Lorsque le site d'origine le nécessite (connaissance du site producteur du déchet, étude historique.) et dans tous les cas lorsque cela est rendu nécessaire, un contrôle de la radioactivité est réalisé. Cela est tracé sur la fiche d'identification préalable.
58/71Les résultats d'analyses effectuées sur les déchets sont annexés à la fiche d'identification préalable.
L'information préalable est renouvelée tous les ans et conservée au moins cinq ans par l'exploitant. S'il ne s'agit pas d'un déchet généré dans le cadre d'un même processus ou chantier, chaque lot de déchets ou de terres excavées fait l'objet d'une fiche d'information préalable.
Dans le cas de chantiers impliquant un lot entrant d'une quantité supérieure à 500 tonnes, les analyses permettant de caractériser la nature dangereuse où non du lot, réalisées dans le cadre de la procédure d'information préalable, sont renouvelées tous les 500 tonnes.

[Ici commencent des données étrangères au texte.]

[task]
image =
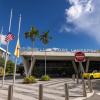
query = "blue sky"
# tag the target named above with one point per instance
(55, 15)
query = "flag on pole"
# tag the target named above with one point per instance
(2, 39)
(9, 37)
(17, 51)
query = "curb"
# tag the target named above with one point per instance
(82, 98)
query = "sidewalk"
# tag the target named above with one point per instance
(53, 90)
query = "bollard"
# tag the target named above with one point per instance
(84, 88)
(66, 92)
(73, 77)
(77, 79)
(90, 84)
(40, 92)
(10, 92)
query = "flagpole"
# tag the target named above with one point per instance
(17, 48)
(2, 30)
(1, 34)
(7, 50)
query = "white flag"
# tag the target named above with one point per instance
(2, 39)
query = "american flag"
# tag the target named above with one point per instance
(9, 37)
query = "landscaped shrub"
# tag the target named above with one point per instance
(29, 79)
(45, 78)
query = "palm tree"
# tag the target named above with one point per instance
(45, 40)
(32, 35)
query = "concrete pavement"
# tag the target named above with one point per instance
(53, 90)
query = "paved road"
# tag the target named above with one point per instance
(96, 87)
(53, 90)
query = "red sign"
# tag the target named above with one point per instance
(79, 57)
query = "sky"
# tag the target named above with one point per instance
(73, 24)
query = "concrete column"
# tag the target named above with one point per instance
(81, 67)
(31, 66)
(87, 66)
(75, 67)
(25, 65)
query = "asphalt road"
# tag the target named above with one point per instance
(96, 88)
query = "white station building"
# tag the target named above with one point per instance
(56, 57)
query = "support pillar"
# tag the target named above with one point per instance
(87, 66)
(75, 67)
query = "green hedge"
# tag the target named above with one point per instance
(29, 79)
(45, 78)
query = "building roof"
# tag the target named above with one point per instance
(59, 54)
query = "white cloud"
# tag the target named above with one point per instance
(85, 15)
(64, 28)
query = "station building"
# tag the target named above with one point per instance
(59, 62)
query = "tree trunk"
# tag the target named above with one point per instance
(30, 70)
(45, 63)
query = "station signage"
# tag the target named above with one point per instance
(79, 56)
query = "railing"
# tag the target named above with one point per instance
(28, 49)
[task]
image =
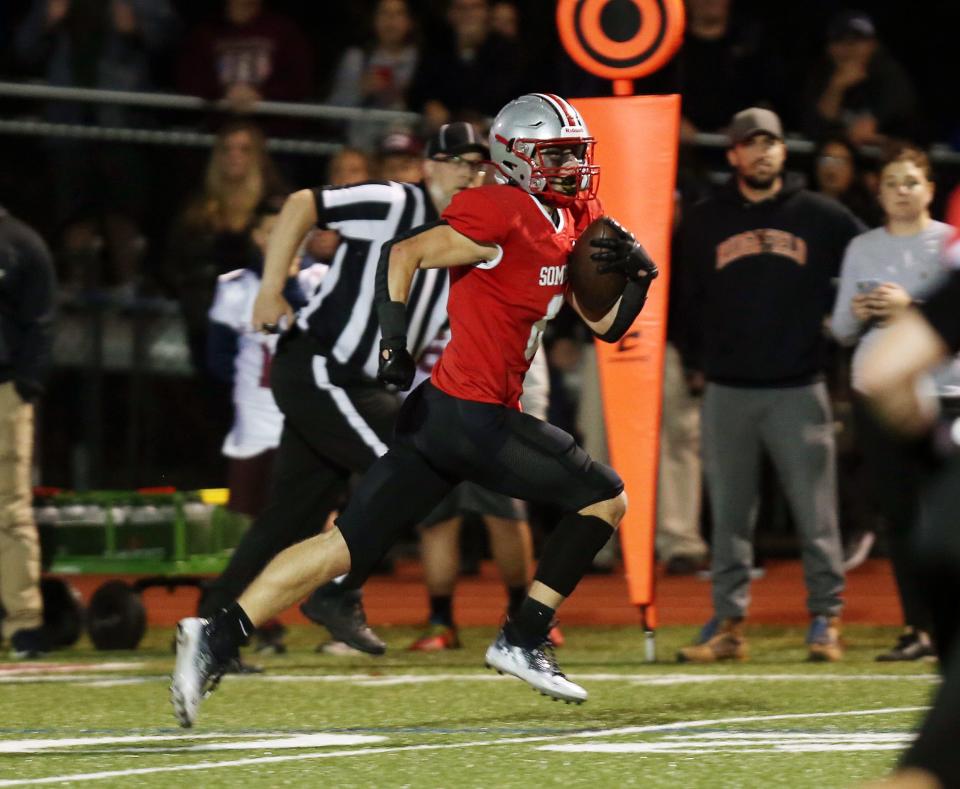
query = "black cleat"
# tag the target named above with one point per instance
(341, 612)
(910, 646)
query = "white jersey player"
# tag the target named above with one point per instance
(257, 421)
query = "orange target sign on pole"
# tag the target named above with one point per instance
(623, 40)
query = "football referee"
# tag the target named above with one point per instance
(338, 419)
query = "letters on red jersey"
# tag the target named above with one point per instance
(498, 310)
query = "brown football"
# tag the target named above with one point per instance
(596, 293)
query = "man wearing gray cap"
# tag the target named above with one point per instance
(338, 418)
(760, 255)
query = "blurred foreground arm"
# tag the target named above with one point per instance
(893, 368)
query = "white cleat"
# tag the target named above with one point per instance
(537, 667)
(196, 672)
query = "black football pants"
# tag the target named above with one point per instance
(441, 441)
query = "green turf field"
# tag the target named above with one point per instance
(444, 721)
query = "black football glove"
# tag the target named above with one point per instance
(396, 366)
(623, 253)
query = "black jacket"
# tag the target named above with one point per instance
(27, 286)
(759, 283)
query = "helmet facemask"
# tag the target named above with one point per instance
(559, 170)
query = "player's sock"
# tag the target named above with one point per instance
(441, 610)
(568, 553)
(529, 627)
(515, 597)
(228, 631)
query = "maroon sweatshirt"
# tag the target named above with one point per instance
(269, 53)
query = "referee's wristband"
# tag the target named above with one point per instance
(393, 318)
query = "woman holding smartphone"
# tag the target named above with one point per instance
(884, 271)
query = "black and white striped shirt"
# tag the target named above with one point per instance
(341, 314)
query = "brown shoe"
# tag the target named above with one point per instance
(824, 638)
(720, 639)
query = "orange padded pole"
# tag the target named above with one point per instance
(636, 149)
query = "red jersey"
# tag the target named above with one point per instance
(499, 309)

Les résultats des analyses réalisées dans le cadre de la vérification de la conformité des déchets aux informations apportées dans le cadre de la procédure d'information préalable sont conservés par l'exploitant de l'installation de transit et traitement de déchets et tenus à la disposition de l'inspection des installations classées pendant une durée de trois ans après leur réalisation.
Il est interdit de procéder à une dilution ou à un mélange de déchets dans le but de satisfaire aux critères d'admission.
Quand l'exploitant juge qu'il peut admettre les déchets compte tenu notamment des prescriptions du présent arrêté, des équipements de son installation et des filières de traitement dont il dispose, il notifie au producteur son accord pour l'admission en lui délivrant un certificat d'acceptation. Ce document précise la nature des opérations à effectuer, la ou les filière(s) de traitement finale(s) prévue(s) et la durée de validité du certificat qui ne peut pas excéder1 an.
Le renouvellement des certificats d'acceptation se fait à l'issue d'une nouvelle procédure d'information préalable.
ARTICLE 9.2.3, ADMISSION .
L'installation est équipée d'un moyen de pesée à l'entrée du site et chaque apport de déchet fait l'objet d'un mesurage.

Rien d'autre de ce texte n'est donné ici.